Лютер | страница 114
Следуя за Лютером, как тень за человеком, Мефистофель за Фаустом, Эразм искажает дело Лютера, сводит в нем все трудное и глубокое к плоскому и легкому; хочет сделать из Евангелия «философию Христа» – «христианство без Откровения» – «религию честных людей» – человечески-разумное истолкование всего, что в христианстве безумно-божественно. «Чтобы сделаться христианином, – учит Эразм, – достаточно быть добрым, чистым и простым человеком; эти качества равняют человека с Христом».[490] Все наше «бывшее христианство» – удобное и безопасное, «обезвреженное», образумленное от «безумья Креста» – и есть не что иное, как христианство по Эразму.
«Мир спасется разумным сомнением», – учит Эразм. «Мир спасется безумною верою», – учит Лютер.[491] «Злейший враг Божий – человеческий разум: он – главный источник всех зол».[492] «Разум – величайшая блудница диавола».[493] «Разум наиболее противоположен вере… верующий должен его убить и похоронить». «Разум свой уничтожь – иначе не спасешься».[494] Лютер и здесь опять неистовствует и преувеличивает.
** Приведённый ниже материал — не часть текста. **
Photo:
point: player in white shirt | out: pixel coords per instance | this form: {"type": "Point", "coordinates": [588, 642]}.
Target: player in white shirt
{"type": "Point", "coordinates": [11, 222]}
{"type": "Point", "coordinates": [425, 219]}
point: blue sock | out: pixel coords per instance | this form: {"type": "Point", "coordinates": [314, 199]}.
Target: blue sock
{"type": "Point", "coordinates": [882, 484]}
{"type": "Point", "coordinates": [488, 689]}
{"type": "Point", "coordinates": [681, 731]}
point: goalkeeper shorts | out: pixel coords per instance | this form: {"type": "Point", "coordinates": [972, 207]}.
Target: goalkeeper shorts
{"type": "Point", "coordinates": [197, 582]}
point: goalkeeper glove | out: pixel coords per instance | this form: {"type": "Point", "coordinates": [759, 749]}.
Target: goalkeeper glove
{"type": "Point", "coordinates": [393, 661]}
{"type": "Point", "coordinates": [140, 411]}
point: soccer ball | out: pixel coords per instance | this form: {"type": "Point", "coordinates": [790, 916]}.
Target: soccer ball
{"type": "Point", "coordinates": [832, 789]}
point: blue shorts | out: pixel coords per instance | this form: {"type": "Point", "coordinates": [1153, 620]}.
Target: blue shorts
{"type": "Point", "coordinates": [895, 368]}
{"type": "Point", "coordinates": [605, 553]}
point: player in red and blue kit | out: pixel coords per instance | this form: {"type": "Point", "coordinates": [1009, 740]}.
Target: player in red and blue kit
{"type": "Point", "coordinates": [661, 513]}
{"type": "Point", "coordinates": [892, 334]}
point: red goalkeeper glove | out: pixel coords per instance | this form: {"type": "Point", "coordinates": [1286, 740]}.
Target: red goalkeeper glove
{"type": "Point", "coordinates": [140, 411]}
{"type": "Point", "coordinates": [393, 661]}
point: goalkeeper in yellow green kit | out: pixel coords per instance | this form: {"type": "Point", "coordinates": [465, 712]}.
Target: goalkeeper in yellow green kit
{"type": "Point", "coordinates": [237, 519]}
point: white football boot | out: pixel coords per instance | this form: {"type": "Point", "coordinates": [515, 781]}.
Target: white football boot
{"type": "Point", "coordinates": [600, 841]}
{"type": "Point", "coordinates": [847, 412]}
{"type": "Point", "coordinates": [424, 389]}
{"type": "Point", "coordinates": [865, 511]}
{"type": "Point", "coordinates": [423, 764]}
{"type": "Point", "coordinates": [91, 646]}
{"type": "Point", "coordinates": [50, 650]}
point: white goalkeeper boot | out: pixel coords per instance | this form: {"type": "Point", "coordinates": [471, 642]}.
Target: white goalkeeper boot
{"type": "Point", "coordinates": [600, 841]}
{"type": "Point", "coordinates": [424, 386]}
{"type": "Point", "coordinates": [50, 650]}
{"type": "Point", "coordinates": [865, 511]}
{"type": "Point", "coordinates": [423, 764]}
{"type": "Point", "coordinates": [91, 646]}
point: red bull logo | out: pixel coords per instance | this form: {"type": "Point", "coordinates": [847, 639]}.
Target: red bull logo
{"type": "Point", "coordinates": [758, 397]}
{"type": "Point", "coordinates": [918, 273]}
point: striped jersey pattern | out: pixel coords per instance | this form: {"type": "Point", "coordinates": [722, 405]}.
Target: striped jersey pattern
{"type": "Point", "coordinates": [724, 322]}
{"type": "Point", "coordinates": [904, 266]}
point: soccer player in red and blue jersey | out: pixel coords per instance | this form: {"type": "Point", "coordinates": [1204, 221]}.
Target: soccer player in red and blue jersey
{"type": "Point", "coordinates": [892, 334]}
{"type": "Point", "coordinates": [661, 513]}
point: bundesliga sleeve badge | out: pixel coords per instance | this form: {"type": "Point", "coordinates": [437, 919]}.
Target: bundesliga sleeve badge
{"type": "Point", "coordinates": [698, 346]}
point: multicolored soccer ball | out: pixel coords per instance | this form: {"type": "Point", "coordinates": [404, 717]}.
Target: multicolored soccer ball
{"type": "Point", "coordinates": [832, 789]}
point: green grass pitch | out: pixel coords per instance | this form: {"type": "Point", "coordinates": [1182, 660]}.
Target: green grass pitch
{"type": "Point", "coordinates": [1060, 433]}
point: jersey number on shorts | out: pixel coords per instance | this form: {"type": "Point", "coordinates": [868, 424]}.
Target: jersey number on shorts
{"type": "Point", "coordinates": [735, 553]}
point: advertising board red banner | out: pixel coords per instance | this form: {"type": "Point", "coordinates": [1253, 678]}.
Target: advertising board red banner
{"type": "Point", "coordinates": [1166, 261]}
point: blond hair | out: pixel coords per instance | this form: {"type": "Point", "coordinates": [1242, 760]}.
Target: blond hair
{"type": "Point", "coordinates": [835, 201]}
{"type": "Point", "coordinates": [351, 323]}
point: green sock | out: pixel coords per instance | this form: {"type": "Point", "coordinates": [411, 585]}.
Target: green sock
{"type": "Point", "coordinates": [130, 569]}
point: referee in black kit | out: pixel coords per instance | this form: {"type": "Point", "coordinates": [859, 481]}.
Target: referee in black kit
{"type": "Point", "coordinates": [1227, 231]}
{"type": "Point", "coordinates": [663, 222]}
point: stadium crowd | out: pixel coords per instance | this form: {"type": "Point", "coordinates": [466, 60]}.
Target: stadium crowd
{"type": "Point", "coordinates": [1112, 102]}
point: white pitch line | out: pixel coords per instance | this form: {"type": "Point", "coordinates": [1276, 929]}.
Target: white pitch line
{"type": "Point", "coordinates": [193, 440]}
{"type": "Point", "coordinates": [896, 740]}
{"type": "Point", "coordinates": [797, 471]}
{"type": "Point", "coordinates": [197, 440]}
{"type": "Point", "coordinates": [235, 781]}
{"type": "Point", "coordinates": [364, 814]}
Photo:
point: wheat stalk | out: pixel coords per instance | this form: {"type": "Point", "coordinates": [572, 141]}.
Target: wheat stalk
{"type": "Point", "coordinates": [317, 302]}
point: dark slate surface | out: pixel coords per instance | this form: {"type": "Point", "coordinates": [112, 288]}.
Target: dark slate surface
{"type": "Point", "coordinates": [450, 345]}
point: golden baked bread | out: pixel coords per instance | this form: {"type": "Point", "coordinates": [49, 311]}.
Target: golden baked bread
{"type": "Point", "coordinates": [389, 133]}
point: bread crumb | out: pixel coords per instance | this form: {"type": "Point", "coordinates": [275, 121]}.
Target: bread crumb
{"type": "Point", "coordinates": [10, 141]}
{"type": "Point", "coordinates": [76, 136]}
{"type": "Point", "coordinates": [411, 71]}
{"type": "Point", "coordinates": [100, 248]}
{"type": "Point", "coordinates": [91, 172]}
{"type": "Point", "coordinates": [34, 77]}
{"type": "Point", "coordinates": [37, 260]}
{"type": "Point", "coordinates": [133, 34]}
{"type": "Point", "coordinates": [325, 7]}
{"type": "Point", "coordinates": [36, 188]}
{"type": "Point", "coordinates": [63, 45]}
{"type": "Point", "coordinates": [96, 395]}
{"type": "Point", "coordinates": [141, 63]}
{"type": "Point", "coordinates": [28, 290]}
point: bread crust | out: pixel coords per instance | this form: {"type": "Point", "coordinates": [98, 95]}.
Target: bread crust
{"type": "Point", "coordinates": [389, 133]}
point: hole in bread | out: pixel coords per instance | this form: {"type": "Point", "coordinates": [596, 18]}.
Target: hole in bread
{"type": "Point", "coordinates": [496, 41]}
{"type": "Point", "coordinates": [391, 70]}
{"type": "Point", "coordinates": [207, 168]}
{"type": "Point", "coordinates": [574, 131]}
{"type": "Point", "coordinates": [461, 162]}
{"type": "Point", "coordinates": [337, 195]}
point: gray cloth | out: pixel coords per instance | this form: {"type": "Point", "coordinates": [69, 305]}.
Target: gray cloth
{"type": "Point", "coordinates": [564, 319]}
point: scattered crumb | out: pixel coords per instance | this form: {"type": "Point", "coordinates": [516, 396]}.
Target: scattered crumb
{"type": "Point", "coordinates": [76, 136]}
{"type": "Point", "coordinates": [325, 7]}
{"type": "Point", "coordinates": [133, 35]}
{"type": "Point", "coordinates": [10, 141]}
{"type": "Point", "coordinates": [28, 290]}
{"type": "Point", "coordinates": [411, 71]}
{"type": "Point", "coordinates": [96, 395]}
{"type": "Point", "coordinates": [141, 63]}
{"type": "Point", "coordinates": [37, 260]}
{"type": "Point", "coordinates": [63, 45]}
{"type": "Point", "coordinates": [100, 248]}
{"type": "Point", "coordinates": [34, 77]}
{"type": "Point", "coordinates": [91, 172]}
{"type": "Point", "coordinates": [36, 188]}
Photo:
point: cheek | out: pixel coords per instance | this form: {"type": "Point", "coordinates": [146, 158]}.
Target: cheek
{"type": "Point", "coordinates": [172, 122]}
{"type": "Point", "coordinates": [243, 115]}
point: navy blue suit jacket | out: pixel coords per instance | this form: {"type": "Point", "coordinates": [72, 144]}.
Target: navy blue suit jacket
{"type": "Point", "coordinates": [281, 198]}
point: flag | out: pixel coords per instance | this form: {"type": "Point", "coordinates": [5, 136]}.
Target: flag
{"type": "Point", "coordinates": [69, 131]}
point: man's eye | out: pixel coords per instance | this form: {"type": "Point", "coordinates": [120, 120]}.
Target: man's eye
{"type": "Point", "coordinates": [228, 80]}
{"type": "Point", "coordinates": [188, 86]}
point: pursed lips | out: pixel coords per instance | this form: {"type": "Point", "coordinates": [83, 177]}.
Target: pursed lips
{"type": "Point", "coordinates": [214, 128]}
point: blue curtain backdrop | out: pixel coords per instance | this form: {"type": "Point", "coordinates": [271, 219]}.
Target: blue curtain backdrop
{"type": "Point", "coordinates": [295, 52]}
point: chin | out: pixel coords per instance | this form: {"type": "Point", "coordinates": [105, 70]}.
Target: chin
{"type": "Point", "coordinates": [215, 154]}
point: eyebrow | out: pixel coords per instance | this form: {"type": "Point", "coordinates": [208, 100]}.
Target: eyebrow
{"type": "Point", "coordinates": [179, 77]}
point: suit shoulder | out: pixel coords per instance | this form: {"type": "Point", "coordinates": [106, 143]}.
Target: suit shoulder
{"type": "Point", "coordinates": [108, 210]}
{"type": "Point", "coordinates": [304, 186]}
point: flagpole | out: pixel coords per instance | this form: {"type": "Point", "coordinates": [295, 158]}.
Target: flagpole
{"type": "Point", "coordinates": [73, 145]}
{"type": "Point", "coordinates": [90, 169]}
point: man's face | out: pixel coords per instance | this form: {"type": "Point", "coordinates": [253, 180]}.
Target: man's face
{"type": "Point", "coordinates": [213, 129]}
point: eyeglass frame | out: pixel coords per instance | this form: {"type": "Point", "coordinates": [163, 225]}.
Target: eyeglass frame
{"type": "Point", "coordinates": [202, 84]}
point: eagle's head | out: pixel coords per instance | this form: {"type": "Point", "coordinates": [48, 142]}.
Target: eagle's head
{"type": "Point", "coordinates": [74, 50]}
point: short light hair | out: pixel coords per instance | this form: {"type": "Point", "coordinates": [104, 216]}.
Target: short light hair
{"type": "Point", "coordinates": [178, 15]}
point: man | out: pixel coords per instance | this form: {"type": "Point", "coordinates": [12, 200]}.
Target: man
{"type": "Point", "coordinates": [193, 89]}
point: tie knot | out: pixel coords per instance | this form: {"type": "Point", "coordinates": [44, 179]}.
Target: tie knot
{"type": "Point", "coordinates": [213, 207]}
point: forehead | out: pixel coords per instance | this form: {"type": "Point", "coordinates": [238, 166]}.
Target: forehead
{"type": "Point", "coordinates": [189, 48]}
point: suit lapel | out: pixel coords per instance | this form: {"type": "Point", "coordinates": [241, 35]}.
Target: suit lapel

Он, впрочем, и сам знает, что разум для человека здесь, на земле, «так же необходим, как похоть».[495] Но Лютер неистовствует, может быть, недаром. Он как будто предчувствует, что за Эразмом, благовестником разума, следует бесконечно сильнейший и опаснейший враг; имя его мы теперь знаем – Кант. «Все учение Христа есть учение нравственное, прежде всего», – следовательно, человечески-разумное, – мог бы сказать Эразм вместе с Кантом.
Лютер хочет «раздавить Эразма, как „ядовитую гадину“, но, может быть, предчувствует, что сам будет им раздавлен и что, если надо будет людям сделать выбор между ним и Эразмом, между безумною верою и сомневающимся разумом, то выбор будет сделан не в пользу Лютера. Он, может быть, уже предчувствует, что участь его и в будущем, так же как в настоящем, – безвоздушная пустота одиночества.
Лучший друг и любимейший ученик Лютера – гуманист Меланхтон. «Если бы я даже погиб, ничего бы не было потеряно для Слова Божия. Ты, Меланхтон, уже превзошел меня».[496] «Меланхтон сделает больше, чем множество Лютеров, вместе взятых». Немногие учителя так говорили об учениках.
Может быть, одной из горчайших минут в жизни Лютера была та, когда в 1536 году, после падения Мюнстера – другой такой же для него роковой год, как 1525-й – год Крестьянского восстания, – он впервые почувствовал, что Меланхтон, вернейший ученик его, нет, больше – сын его возлюбленный, первенец, и еще больше – брат его ближайший, как бы он сам, другой, лучший, потихоньку, трусливо, подло дрожа, плача и терзаясь, изменяет ему, предает его, целуя в уста, как Иуда, чтобы перейти от него к «отъявленнейшему в мире негодяю», «ядовитой гадине», злейшему врагу его и Господню – Эразму. «Бог спасает только тех, кого хочет спасти, предопределенных, избранных, а всех остальных губит», – учит Лютер. «Нет, Бог спасает всех, кто хочет спастись, а губит только тех, кто сам хочет погибнуть», – учит Меланхтон вместе с Эразмом, и с этим согласятся все «разумные», «добрые», «честные» люди, «нравственные прежде всего» (по Канту-Эразму), и этим будет убито живое, потушено огненное сердце всего Лютерова-Павлова-Христова дела—божественно-безумная тайна Предопределения, Praedestinatio.